Фина (СИ) - Бердинских Степан Васильевич. Страница 5
Но давайте вернемся к моей подруге. Я ведь к ней сейчас иду. Вернее, уже пришла.
– Никак спешила? – проговорила Монойка, закрывая за мной дверь.
Меня встретило ведро со свисающей тряпкой, губка с пеной и лужа воды. Нужно было срочно переместится на чистое и сухое место, поэтому, я быстро сняла «Тамарисы» и поскакала к дивану. Плюхнулась на него и обняла подушку. Закрыв глаза, вдохнула ее запах и придвинулась ближе к стене. Уперлась спиной и выпрямила ноги. «Все, теперь я никому не мешаю, мне хорошо», – успокоила я себя.
Монойка ретировалась в ванную комнату, и я услышала шуршащие звуки губки. В воздухе витал легкий химический запах.
– Скоро закончу и будем чай пить! – кричала Монойка. Голос ее становился грубым и не таким ласковым, когда она его повышала. – Мне еще минут десять, никак не больше.
Монолог завершился. Монойка продолжила плескать воду и отжимать тряпки. Сама не люблю, когда мне мешают или же чуть подгоняют, напоминают о том, что я делаю что-либо долго или попросту копошусь. Я пошла в папу.

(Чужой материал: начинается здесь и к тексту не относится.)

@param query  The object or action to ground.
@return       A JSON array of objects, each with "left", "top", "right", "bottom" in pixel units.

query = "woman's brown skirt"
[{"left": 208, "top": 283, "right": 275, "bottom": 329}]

Мама, например, совсем другая. «И как они вместе уживаются – ума не приложу», – часто такое я думала про себя. Мои родители не планировали второго ребенка, по крайней мере, разговоров я таких не слышала. Иногда мне кажется, что мама нарочно повышает голос и давит на папу, притягивая ко всему происходящему и меня. «Стены у нас не картонные ведь», – с такими мыслями я забиралась под одеяло и напевала про себя самые разные песни. Мне бы не хватило выдержи быть с ней – с моей мамой. За это я и уважала своего отца. Несмотря на всю мягкость, он находил пути и умудрялся совладать с горячим характером мамы.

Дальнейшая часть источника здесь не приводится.